What a great dictionary! Now I know we’ve got a series of “jacobines”. 🙂 There were three existing on the front facade when we moved in and we added 5 more to match, 2 front and 3 rear.
It’s a wonderful dictionary. It comes in a mini version as well. I was asked to translate it and was so excited but unfortunately it turned out to be too expensive for the publishers which are a very small concern. Can you post a photo of your “jacobines”? I’d like to do a follow-up post.
RT @JoKarnaghan1: I could dazzle my french teacher with this!“@AussieFrance: Friday’s French – chien assis. Did you say “sitting dog”? h …
Jean Brookes liked this on Facebook.
I’ve got plenty of general pictures of the house showing the “lucarnes jacobines” like those in this album http://on.fb.me/13DV9sS – if you want a more detailed one of the windows I can take a closer shot, if you like.
That one’s perfect. What a beautiful house! where is it?
It’s our home here in Ancinnes, dept. 72 Sarthe – we’re on the Normandy border near Alençon. https://www.facebook.com/Bed.and.Breakfast.Normandy
Phil Graham liked this on Facebook.
Actually, on reflection should ours actually be classed as “meunières” like Jean’s, as the bays come below roof level?

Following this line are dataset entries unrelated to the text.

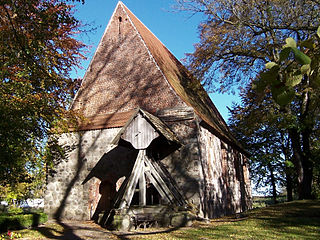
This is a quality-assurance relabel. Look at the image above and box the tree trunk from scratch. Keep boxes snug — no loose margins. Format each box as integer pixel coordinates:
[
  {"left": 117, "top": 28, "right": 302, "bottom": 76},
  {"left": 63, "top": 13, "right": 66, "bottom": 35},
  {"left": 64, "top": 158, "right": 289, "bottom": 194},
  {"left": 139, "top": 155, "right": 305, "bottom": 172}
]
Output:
[
  {"left": 299, "top": 129, "right": 313, "bottom": 199},
  {"left": 286, "top": 167, "right": 293, "bottom": 202},
  {"left": 289, "top": 128, "right": 313, "bottom": 200},
  {"left": 268, "top": 163, "right": 278, "bottom": 204}
]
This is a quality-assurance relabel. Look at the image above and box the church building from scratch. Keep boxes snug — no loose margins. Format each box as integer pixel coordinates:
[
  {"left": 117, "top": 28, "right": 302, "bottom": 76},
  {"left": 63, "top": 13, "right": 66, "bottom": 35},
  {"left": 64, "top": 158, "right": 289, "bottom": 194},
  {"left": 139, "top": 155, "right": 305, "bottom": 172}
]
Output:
[{"left": 45, "top": 2, "right": 251, "bottom": 229}]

An interesting post, And I thought a lucarne was just a lucarne! I’m not as observant as Tim (or Susan) but it will be really good to point out something to do with structures that he doesn’t already know.
Well, do let me know if you find an example of a chien assis!
Love the variations. Didn’t know there were so many names for lucarnes. It seems we have ‘jacobines’ 🙂
You’ll have to let me know if you find a real chien assis!